Who would ever seriously consider putting an upscale hotel next to a sewage treatment plant? Did they think the letters P.U. were only an abbreviation for public utility?
And besides that, why did the City of Plattsburgh go ahead and prepare the lakeside lot before a firm deal was in place to build the hotel-conference center?
Mucho bucks were spent to have the area cleaned up. Also, the ground was compacted to support the new structure and even a parking lot was installed, complete with fancy lampposts. But still no hotel: it remains a pipe dream. (Well, at least the empty parking lot gives seagulls a place to hang out.)
What caused this madness? The story heard on the street (OK, it was actually heard in a back alley) is that supernatural intervention triggered the inexplicable inanity.
One sunny afternoon a former city leader was down by the lake, drinking away on a twelve pack of Neutron Bomb Malt Liquor he had purchased with a city credit card. Suddenly a vision rose up in front of him: a circus clown 902 feet tall. The city leader dropped his can (and also his bladder).

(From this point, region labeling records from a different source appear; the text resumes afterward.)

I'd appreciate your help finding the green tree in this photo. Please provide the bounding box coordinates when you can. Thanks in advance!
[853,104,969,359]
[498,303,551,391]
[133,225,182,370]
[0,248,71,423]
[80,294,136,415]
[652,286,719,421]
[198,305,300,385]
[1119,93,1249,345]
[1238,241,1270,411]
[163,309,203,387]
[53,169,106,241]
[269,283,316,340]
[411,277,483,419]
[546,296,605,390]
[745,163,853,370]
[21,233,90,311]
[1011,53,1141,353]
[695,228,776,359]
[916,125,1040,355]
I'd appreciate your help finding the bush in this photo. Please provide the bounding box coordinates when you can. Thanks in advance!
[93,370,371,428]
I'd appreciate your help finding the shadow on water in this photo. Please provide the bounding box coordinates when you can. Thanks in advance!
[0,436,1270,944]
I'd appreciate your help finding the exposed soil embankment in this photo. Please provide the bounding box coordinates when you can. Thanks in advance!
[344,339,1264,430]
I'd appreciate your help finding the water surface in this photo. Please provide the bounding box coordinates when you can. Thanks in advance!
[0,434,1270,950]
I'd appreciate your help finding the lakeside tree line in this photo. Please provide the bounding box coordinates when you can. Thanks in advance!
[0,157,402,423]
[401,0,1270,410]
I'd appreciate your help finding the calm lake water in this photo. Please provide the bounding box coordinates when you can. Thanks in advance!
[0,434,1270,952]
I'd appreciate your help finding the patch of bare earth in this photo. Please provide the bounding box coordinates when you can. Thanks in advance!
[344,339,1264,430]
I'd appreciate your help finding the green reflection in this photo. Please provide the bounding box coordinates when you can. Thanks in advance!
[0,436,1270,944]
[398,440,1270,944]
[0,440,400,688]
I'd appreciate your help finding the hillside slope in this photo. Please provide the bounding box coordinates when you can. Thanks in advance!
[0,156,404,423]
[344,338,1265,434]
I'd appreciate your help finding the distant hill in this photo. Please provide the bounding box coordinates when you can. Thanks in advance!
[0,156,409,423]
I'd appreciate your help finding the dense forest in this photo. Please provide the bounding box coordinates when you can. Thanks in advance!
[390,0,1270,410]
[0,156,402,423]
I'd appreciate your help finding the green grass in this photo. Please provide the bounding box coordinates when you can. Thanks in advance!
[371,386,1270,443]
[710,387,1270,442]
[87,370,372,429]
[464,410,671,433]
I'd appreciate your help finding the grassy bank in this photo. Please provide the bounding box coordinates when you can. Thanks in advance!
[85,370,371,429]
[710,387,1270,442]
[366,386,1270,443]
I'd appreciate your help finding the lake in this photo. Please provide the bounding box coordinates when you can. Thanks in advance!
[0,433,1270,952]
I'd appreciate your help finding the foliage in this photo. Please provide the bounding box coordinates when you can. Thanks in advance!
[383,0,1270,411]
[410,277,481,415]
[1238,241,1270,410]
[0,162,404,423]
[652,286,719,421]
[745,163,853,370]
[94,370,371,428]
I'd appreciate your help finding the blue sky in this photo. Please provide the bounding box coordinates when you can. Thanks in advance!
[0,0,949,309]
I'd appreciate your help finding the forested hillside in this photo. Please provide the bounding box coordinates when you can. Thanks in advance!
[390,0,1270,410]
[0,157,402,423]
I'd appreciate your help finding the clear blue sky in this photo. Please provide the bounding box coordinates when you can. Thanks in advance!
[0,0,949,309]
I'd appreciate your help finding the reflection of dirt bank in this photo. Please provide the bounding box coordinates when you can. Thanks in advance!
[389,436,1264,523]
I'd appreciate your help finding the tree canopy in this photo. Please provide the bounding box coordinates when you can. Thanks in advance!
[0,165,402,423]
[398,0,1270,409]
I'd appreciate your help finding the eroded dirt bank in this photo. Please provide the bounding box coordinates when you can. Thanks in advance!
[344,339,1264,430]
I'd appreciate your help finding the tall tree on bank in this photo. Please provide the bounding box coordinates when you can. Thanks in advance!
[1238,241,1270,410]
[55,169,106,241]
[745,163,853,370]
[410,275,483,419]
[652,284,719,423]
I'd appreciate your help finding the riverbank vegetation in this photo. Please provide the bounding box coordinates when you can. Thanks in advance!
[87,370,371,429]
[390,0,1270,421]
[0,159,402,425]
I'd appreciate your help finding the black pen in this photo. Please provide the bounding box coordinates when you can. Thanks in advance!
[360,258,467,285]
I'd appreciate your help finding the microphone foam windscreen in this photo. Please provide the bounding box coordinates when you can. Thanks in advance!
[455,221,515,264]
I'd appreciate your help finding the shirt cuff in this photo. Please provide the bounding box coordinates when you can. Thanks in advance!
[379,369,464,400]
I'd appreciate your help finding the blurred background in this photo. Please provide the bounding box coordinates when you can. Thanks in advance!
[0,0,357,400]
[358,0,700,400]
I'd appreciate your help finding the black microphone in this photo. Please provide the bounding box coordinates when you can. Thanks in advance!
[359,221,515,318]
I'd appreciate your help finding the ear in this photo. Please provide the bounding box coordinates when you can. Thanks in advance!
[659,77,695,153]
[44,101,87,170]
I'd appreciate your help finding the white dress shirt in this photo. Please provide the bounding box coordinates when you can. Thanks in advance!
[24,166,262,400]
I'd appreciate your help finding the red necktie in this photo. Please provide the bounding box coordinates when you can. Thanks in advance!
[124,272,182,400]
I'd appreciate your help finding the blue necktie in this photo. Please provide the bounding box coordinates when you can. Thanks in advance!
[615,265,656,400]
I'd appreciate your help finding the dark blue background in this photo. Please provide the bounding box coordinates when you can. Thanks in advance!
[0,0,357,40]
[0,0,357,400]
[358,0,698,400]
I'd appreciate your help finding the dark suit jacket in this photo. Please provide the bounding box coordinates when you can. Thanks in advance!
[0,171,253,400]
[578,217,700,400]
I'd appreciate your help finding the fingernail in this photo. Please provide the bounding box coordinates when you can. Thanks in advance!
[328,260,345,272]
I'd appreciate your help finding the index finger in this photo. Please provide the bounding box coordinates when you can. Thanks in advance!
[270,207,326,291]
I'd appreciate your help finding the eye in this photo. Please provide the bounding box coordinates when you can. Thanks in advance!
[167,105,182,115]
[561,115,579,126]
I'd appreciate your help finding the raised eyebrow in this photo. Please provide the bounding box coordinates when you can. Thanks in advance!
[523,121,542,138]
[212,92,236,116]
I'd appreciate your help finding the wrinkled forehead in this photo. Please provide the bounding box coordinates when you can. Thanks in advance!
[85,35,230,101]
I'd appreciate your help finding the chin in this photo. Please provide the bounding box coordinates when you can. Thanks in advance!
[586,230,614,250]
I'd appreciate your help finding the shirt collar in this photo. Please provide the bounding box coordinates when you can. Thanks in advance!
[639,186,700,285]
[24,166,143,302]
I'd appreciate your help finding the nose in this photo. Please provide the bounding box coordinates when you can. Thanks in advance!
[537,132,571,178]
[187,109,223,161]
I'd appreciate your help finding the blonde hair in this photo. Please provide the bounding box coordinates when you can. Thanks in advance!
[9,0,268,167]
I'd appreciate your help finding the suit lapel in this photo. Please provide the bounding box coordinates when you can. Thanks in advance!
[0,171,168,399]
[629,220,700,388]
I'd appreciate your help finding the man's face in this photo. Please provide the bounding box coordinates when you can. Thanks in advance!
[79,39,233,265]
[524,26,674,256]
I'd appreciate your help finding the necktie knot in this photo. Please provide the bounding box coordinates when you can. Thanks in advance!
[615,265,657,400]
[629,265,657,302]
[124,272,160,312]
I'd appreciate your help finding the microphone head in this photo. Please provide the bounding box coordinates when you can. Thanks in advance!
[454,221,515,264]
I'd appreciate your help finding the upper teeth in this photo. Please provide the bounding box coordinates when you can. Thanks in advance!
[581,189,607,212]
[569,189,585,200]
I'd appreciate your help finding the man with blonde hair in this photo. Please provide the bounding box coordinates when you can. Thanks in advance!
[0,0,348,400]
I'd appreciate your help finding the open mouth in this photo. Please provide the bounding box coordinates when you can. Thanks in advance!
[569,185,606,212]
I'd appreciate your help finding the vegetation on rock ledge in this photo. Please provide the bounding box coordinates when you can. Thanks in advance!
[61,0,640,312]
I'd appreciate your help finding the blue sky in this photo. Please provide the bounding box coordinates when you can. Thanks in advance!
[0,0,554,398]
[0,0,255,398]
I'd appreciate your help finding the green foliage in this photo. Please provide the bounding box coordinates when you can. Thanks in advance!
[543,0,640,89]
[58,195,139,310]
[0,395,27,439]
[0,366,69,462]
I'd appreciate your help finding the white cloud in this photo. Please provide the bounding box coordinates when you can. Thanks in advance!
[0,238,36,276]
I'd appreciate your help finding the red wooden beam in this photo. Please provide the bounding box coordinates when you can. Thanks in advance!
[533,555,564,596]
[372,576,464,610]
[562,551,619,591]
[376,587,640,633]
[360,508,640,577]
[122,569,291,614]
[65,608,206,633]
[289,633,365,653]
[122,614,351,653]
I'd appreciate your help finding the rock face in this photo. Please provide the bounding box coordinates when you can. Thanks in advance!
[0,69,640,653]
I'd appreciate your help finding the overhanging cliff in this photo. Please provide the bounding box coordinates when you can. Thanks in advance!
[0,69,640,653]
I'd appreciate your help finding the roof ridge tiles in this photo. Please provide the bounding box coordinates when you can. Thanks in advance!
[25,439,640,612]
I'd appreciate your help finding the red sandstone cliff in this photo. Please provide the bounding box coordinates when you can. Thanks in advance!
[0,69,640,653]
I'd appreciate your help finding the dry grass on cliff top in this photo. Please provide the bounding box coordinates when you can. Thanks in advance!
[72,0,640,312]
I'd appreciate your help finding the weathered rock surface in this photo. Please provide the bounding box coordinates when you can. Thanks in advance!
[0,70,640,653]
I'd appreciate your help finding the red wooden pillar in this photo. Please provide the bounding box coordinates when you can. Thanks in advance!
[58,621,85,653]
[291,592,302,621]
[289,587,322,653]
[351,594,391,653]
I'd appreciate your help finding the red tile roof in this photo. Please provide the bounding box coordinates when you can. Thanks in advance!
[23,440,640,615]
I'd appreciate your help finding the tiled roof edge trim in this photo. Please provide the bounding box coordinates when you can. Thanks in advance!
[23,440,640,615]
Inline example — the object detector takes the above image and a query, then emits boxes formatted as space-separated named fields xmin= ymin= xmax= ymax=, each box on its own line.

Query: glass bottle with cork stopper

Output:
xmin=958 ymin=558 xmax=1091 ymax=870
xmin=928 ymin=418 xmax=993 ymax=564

With a raspy ethereal voice the Great Clown boomed: “In my name build a hotel here.”
And with the pop of a clown hammer the vision disappeared.
If anything is going to motivate someone to make rash decisions, it has to be a 902-foot-tall clown.
Incredible, you say? Can’t be true? Well, there are those who say that if you stand at the right spot in the parking lot built for the nonexistent hotel, you can see the Great Clown, even snap a photo of it.
Of course, photos can be faked. And as for those who see the towering clown, maybe history repeats itself a la the Oracle of Delphi. But instead of inhaling intoxicating gas from beneath the earth, they’ve been breathing a surfeit of fecal miasma from the sewage treatment plant.